Stages 3 and 4 are no walks in the park, with tricky second-category climbs each day to put the peloton to the test. Sprinters will have to work hard to control breakaways and make it over the hard climbs with the GC favorites to have a hope of sniffing out the finish line. Stage 3 will provide the best chance for sprinters who can climb, while stage 4 tackles the Col de Manse, where Contador attacked Froome on the descent into Gap during stage 16 at last year’s Tour.
Stage 5 to La Mure is another five-climb roller coaster, with a mix of second- and third-category climbs sprinkled over twisting roads that will prove hard to control, giving aggressive riders and teams a real chance of destabilizing anyone who takes the yellow jersey Monday at Béal.
Stage 6 into Poisy might look like one for the sprinters, but a closer look at the closing kilometers reveals a kicker with 15-percent grades with 2km to go, making it a real hurdle for the pure sprinters to have a chance.
The GC battle will be decided in two demanding climbing stages in the Alps over the weekend.
The 161.5km stage 7 from Ville-la-Grand to Finhaut-Emosson summit in Switzerland is brutal by any measure.
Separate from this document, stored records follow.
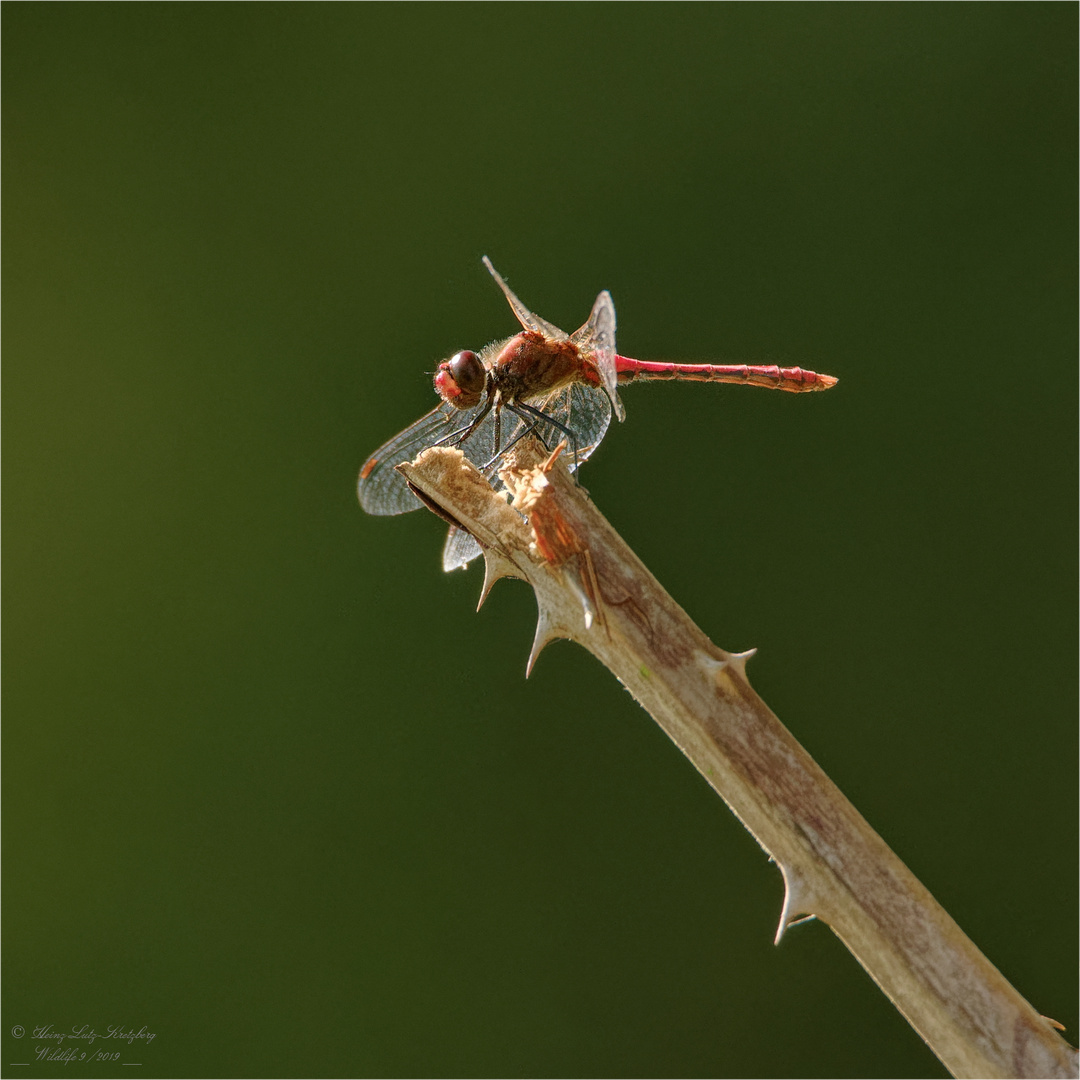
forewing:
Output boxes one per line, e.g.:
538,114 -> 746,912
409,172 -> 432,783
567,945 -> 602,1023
570,289 -> 626,420
535,382 -> 611,472
484,255 -> 567,341
356,402 -> 475,514
443,525 -> 484,573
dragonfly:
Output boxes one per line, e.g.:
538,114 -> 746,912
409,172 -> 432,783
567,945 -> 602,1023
357,255 -> 837,570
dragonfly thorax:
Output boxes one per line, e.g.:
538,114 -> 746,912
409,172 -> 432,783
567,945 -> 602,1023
491,330 -> 598,401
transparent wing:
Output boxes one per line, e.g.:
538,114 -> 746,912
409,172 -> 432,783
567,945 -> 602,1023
356,402 -> 476,514
484,255 -> 565,339
443,382 -> 611,572
443,525 -> 484,573
570,289 -> 626,420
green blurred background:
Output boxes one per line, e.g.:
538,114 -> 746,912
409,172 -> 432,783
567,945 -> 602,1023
3,3 -> 1077,1077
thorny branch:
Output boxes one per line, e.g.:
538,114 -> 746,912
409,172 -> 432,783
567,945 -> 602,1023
399,444 -> 1077,1077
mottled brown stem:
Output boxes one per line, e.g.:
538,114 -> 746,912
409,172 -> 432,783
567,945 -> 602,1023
400,444 -> 1077,1077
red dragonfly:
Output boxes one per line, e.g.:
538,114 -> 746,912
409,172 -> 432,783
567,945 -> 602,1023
359,255 -> 837,570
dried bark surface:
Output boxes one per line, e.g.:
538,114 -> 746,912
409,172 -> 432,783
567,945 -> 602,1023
400,444 -> 1077,1077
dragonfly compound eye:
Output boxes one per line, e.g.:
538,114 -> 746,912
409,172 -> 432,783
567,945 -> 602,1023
450,349 -> 487,394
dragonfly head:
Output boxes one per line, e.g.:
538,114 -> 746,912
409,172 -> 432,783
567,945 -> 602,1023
435,349 -> 487,408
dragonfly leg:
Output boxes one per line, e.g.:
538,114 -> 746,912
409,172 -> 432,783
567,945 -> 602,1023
507,402 -> 578,469
481,405 -> 550,473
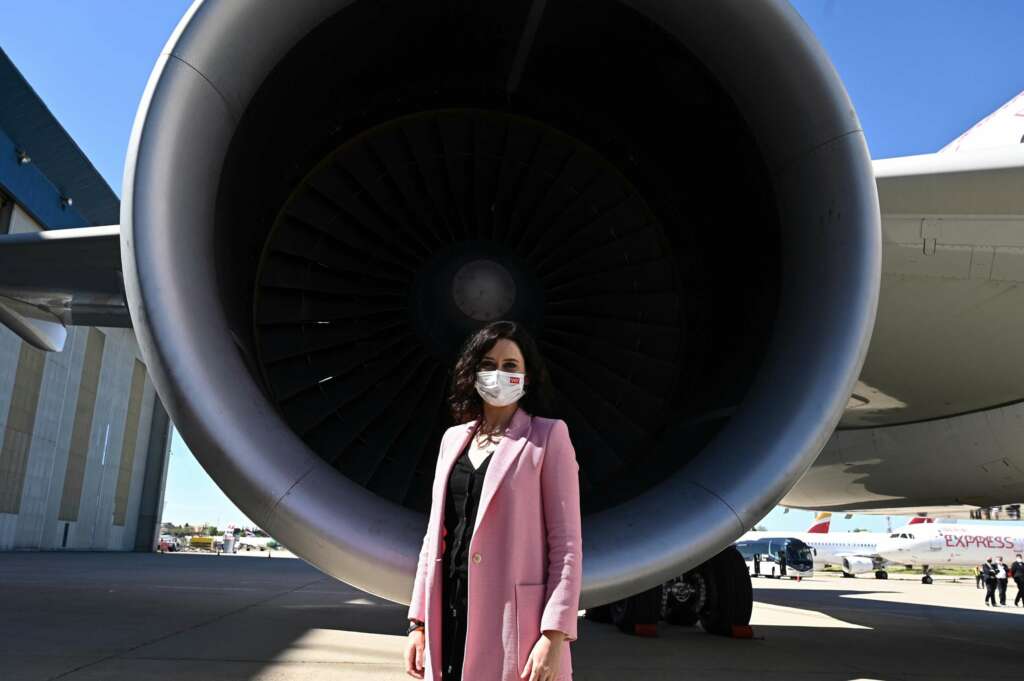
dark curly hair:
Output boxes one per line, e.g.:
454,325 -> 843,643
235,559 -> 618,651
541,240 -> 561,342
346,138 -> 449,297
447,320 -> 552,424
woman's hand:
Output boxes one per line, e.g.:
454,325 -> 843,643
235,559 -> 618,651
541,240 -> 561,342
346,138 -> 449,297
519,631 -> 565,681
406,629 -> 424,679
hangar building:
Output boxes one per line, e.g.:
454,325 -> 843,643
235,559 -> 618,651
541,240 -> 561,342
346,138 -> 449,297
0,50 -> 170,551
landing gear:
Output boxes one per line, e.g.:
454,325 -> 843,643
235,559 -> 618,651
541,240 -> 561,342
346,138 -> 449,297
663,569 -> 708,627
586,546 -> 754,636
698,546 -> 754,636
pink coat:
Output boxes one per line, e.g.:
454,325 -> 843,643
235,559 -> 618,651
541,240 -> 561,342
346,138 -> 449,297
409,408 -> 583,681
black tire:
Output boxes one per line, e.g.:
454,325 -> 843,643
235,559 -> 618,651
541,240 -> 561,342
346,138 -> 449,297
584,603 -> 611,624
700,546 -> 754,636
664,570 -> 708,627
610,585 -> 662,634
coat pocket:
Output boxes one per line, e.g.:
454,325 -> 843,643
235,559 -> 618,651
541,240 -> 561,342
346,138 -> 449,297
515,583 -> 548,673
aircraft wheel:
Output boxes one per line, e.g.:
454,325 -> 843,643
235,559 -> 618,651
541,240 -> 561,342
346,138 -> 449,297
699,546 -> 754,636
610,585 -> 662,634
665,569 -> 708,627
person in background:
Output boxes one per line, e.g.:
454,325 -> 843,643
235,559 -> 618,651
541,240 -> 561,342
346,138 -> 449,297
995,556 -> 1010,605
1010,553 -> 1024,606
981,558 -> 995,607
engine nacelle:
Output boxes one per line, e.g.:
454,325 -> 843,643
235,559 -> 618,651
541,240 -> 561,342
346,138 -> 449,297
122,0 -> 881,607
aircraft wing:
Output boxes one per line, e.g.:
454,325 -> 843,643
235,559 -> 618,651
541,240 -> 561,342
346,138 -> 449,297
840,144 -> 1024,428
0,224 -> 125,351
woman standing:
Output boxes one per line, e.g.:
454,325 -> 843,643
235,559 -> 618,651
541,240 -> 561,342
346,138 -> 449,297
406,321 -> 583,681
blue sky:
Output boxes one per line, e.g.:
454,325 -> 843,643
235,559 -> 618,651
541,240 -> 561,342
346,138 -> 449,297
0,0 -> 1024,529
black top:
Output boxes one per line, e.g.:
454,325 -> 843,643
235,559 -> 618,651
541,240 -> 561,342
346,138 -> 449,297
444,438 -> 494,580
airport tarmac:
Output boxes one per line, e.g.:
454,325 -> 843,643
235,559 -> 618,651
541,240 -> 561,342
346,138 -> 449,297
0,552 -> 1024,681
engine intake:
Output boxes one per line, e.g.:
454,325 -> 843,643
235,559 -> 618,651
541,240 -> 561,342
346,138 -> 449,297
122,0 -> 881,607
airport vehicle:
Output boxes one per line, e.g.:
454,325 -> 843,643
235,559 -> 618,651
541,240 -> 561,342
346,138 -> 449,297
238,529 -> 273,551
739,522 -> 888,580
878,522 -> 1024,584
0,0 -> 1024,629
735,537 -> 814,578
158,535 -> 181,551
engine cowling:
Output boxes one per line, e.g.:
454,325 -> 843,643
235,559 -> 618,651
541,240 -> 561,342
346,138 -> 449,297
122,0 -> 881,607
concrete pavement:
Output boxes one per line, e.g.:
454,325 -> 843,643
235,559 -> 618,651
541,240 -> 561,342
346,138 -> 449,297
0,552 -> 1024,681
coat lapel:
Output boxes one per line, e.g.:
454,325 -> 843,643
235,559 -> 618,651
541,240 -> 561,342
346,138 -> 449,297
439,408 -> 534,533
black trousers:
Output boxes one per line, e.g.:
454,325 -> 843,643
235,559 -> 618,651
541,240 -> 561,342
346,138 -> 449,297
441,568 -> 467,681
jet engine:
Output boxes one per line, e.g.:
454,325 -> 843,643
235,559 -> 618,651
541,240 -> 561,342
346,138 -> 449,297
121,0 -> 881,607
843,556 -> 876,574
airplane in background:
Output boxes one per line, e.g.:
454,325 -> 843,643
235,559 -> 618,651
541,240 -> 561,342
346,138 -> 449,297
9,0 -> 1024,635
877,522 -> 1024,584
737,512 -> 933,580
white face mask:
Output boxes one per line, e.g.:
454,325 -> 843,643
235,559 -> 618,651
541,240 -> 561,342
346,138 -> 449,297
476,369 -> 526,407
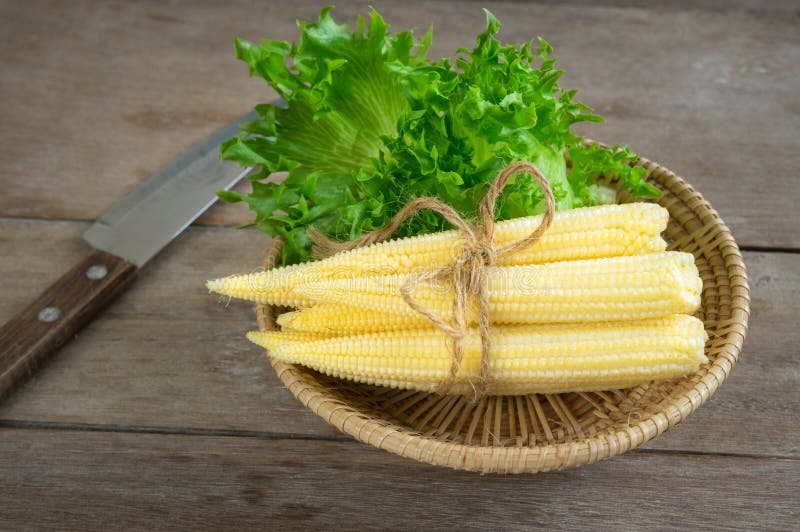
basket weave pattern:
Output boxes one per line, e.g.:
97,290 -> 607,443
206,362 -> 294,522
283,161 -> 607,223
256,154 -> 750,473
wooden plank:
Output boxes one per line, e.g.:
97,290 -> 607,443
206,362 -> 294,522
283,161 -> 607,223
0,221 -> 337,435
0,0 -> 800,248
0,429 -> 800,530
0,221 -> 800,456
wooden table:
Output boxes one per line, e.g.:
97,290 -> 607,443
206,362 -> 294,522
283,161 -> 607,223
0,0 -> 800,530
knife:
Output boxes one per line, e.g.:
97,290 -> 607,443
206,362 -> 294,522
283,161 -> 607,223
0,111 -> 257,398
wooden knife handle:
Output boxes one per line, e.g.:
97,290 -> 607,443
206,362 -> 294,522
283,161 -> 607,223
0,250 -> 138,398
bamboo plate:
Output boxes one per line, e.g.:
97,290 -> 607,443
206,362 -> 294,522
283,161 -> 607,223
256,151 -> 750,473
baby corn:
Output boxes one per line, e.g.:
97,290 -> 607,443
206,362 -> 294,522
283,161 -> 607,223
206,203 -> 668,307
247,315 -> 707,394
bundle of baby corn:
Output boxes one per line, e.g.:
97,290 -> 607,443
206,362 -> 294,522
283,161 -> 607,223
207,203 -> 706,395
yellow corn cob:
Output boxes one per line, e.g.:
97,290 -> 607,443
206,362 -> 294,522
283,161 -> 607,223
247,315 -> 707,395
206,203 -> 669,307
292,251 -> 703,332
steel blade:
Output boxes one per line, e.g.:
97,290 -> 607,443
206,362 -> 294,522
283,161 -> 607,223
83,111 -> 258,267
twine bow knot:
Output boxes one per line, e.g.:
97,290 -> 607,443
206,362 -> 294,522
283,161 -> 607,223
310,161 -> 555,400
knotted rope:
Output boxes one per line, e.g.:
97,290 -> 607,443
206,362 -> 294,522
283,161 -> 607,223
309,161 -> 555,400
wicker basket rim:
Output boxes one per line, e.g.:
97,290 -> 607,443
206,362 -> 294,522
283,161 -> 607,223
256,150 -> 750,473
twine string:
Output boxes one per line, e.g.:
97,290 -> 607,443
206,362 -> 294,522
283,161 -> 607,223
309,161 -> 555,400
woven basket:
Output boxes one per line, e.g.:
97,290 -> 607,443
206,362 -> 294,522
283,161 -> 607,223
256,151 -> 750,473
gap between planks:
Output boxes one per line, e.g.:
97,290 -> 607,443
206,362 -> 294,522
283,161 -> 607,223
0,419 -> 800,462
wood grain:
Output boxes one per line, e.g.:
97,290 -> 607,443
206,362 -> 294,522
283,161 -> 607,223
0,221 -> 800,457
0,0 -> 800,249
0,429 -> 800,530
0,250 -> 138,399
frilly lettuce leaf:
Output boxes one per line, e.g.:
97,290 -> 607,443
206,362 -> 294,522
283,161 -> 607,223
220,7 -> 658,264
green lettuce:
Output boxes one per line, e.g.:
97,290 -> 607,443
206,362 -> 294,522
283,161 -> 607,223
219,7 -> 658,264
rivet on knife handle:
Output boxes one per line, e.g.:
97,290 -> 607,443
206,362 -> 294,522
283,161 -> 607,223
0,251 -> 138,398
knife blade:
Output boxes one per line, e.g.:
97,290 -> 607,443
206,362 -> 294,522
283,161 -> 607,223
0,111 -> 257,398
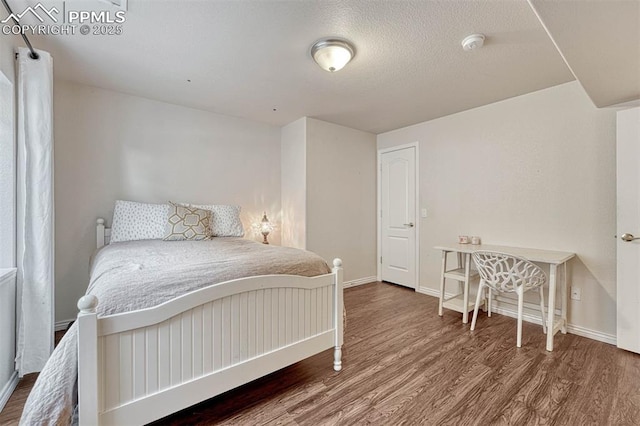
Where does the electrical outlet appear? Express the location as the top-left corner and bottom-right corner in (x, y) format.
(571, 286), (582, 300)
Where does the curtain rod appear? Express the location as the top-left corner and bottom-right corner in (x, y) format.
(2, 0), (40, 59)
Back-to-back hors categorie climbs will see the GC favorites battling for overall victory. At 10.2km and an average gradient of 8 percent, the summit finish is Tour-worthy and will live up to the Dauphiné’s title of “dress rehearsal” for the yellow jersey fight.
The stage 8 finale could see some reshuffling of the GC, but it’s likely the winner will be crowned the previous day. Still, the final, 130.5km stage from Mègeve to Courchevel, two of France’s premier ski resorts, features a bumpy profile, with two first-category climbs and a second-category ascent before the first-category climb to Le Praz at 1,267 meters above sea level at Courchevel (lower than the typical Tour finale at 1,850 meters).
“It doesn’t feature very famous climbs, but some of them are extremely tough,” Voeckler said. “One of the climbs I previewed was the finish in Switzerland, in Finhaut-Émosson, the day before the finale in Courchevel. Riders who forget to mount a 27 [-tooth rear cassette] will be in a world of pain. Apart from that, it’s true that medium mountain stages, like the one to Gap with the Col de la Manse just before the end, are right up my alley.”
With a race route so demanding, the eventual winner will have to be on his toes from start to finish. There’s almost no respite, and it would not be surprising to see at least one major Tour contender ease off the gas if he feels things are not going his way. No one will want to risk a crash, injury, or illness at the Dauphiné that would be put their Tour hopes in jeopardy.
The race could see an opportunist with nothing to lose in taking it to the peloton’s Tour favorites. Even if that scenario plays out, the GC favorites will be keeping a very close eye on each other no matter who is on the sharp end of the action.